【野坂山地】 ちいさくなったおおきな背中を追いかけて 2 コアジサイ咲く野坂岳へ
Posted: 2024年6月26日(水) 19:50
【日 付】 2024年6月9日
【山 域】 野坂山地 野坂岳
【天 候】 曇り 風強し
【メンバー】 母 sato
【コース】 いこいの森から往復
時折、ぱぁっと小糠雨が舞い落ちる薄灰色の空をチラチラと眺め、ため息をつきながら車を走らせ敦賀の町に入ると、
つやつやとした翠色の山並みが目に飛び込んだ。雨もすっかりと止んでいる。
水気を含んだ空気は、微かに青みを帯びて澄み渡り、その中に浮かぶ山の木々の煌きがぽっとこころを照らす。
「やっぱり、今日でよかった」ほっと気分が落ち着く。
半月ほど前、母から、北陸新幹線に乗って敦賀に行き、野坂岳に登ってみたいと電話があり、
では、6月最初の週末に行こうと即座に決めた。
昨年、金剛山と六甲山に行きたいと電話があり、交通手段を考えるね、と返事をしてぐずぐずしている間に、
ふたつとも日帰りでひとりで行ってしまい、えぇっ?と驚くのと同時にさみしさを感じたからだ。
一週間前の予報では、土曜日が曇り時々晴れで日曜日は朝小雨。

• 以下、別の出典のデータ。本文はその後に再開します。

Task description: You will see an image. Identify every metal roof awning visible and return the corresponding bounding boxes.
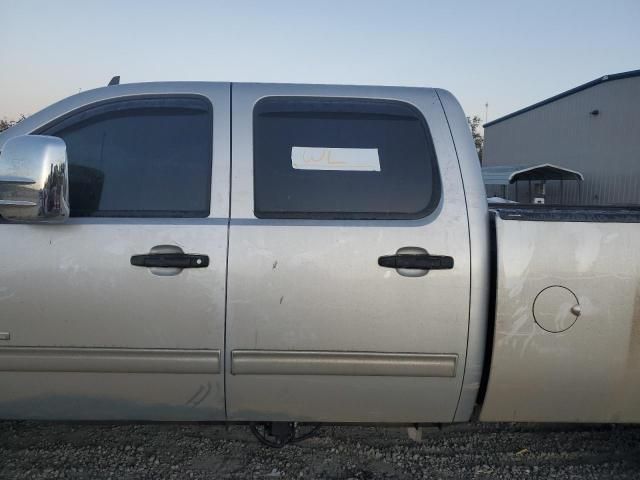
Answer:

土曜日だなと思っていたのに数日前に電話で聞いたら、
弟から土曜日に庭木の剪定をしに来ると連絡があったから日曜日の指定席を買ったという。
私より弟なのね、とこころの中でちょっとすねたりもしていた。
でも雨も止んだ。昨日はお天気はよかったけれど暑くて靄っていた。
今日は涼しくて空気も澄んでいる。よかった、よかった、と頷きながら、敦賀駅へと向かう。
9時34分、6時41分に大宮から乗った東京駅6時16分発の北陸新幹線が到着した。
ぽつぽつと乗客が改札口に向かってくる。でも、母の姿はない。2年前、安曇川駅で待ち合わせをした時には、まっ先に出てきたのに。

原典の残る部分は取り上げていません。